Messy DEX view graph — Combined DEX perspective: multiple attacker patterns plus organic nodes and cross-links.

Messy funding scatter — Scatter appears mostly random; dense coordinated bursts can be visually hard to distinguish without features.

This is the most realistic validation view: models should still isolate suspicious substructures even when the overall graph is noisy.

Attack Motif: Star Funding Pattern

A single source funds many wallets in a short window with similar amounts.

Graph motif: star / hub-and-spoke

Signal: high out-degree funder

Signal: tight time/value clustering

Star attack graph — Graph view of a star pattern: a single attacker wallet fans out to many funded wallets.

Star attack funding scatter — Funding scatter: one large initial funding followed by a dense cluster of similarly sized micro-funds.

In an automated pipeline, this can be detected via out-degree thresholds, burstiness metrics, and distributional similarity of funding values.

Attack Motif: Chain Funding Pattern

Funds are relayed wallet-to-wallet to obscure provenance and make attribution harder.

Graph motif: path / relay chain

Signal: long directed path length

Signal: repeated small transfers

Chain attack graph — Graph view of a chain: attacker initiates a relay path through multiple wallets.

Chain attack funding scatter — Funding scatter: a first-fund event followed by clustered micro-funding consistent with coordinated activity.

Programmatically: detect unusually long directed paths, high edge-to-node ratios in a component, and repeated transaction “shapes” across hops.

Attack Motif: Layered Tree Funding Pattern

Funds branch out in layers (k-ary expansion), often aligned with bursts of downstream wallet activation.

Graph motif: k-ary tree

Signal: layered burst structure

Signal: repeated layer patterns

Tree attack graph — Graph view of a tree: attacker branches funding across layers to scale wallet creation.

Tree attack funding scatter — Funding scatter: repeated bursts (layered first-funds + micro-funding) consistent with staged activation.

Programmatically: estimate branching factor, layer depth, and periodic “burst cadence” in time/value space.

Algorithmic Detection (How attacks are identified)

The visuals are not the detector; they are the explanation layer.
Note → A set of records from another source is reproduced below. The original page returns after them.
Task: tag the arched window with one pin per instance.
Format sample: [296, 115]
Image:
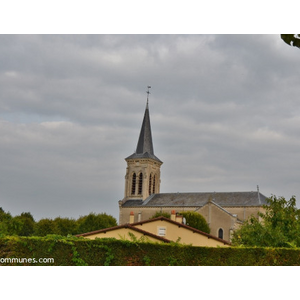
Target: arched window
[140, 183]
[153, 189]
[220, 233]
[133, 184]
[150, 182]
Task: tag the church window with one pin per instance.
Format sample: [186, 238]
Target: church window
[150, 182]
[133, 184]
[220, 233]
[140, 183]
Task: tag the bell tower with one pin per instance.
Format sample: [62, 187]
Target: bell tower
[143, 168]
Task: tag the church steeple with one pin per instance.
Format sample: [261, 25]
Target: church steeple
[143, 167]
[144, 147]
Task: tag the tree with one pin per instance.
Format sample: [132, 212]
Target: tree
[94, 221]
[44, 227]
[65, 226]
[196, 220]
[279, 226]
[291, 39]
[24, 224]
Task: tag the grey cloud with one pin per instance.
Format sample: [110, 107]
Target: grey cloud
[224, 113]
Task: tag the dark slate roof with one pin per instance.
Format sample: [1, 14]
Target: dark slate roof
[200, 199]
[144, 147]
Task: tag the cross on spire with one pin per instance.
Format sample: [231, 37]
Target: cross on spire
[148, 92]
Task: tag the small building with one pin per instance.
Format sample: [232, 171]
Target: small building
[161, 230]
[223, 211]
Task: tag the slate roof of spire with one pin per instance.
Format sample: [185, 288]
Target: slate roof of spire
[144, 147]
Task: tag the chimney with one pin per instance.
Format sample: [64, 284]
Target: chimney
[178, 219]
[131, 218]
[173, 215]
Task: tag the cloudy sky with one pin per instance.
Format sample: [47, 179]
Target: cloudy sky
[225, 116]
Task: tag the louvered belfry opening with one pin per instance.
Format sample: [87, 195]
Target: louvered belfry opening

The detection step uses graph + temporal features to score suspiciousness.

Graph features (structure)

Degree anomalies: unusually high out-degree or in-degree for funders.
Component structure: stars, long paths, branching trees, dense subgraphs.
Centrality: funders that dominate connectivity (e.g., high betweenness in a chain).
Motif counts: frequency of small subgraph patterns relative to baseline.

Temporal/value features (first-funder signals)

Burstiness: many funds in a tight time window vs. organic spread.
Value similarity: unusually low variance in funding amounts.
Layer cadence: repeated “fund then activate” cycles (tree layers).
Upstream provenance: shared first-funder across many wallets.

Modeling stance: suspiciousness scoring can be implemented as rules/thresholds, unsupervised anomaly detection, or supervised classification (when labels exist). The key is feature engineering that captures coordination.

Example scoring sketch (conceptual): - Build funding graph and compute components around DEX - Extract features per suspected funder/component: out_degree, path_length_stats, branching_factor, component_density time_burst_score, value_similarity_score, repeated_burst_cadence - Combine into a risk score - Use these plots as a sanity check for top-ranked findings

Why include visual graphs in a data-science workflow?

Interpretability: stakeholders can understand why something was flagged.
Debugging: quickly reveals feature bugs (e.g., wrong directionality, missing hops).
False positive control: organic communities can resemble motifs; visuals help validate context.
Communication: graphs + scatter plots are compact artifacts for reports and incident review.

In production, the pipeline typically outputs ranked clusters (and their evidence), while visuals are generated for the most suspicious cases to support review and triage.

What this demo demonstrates

Data science competencies

Feature engineering (graph + temporal/value).
Synthetic data generation for controlled experiments.
Evaluation through interpretability artifacts (sanity checks).
Clear narrative from detection → evidence → decision support.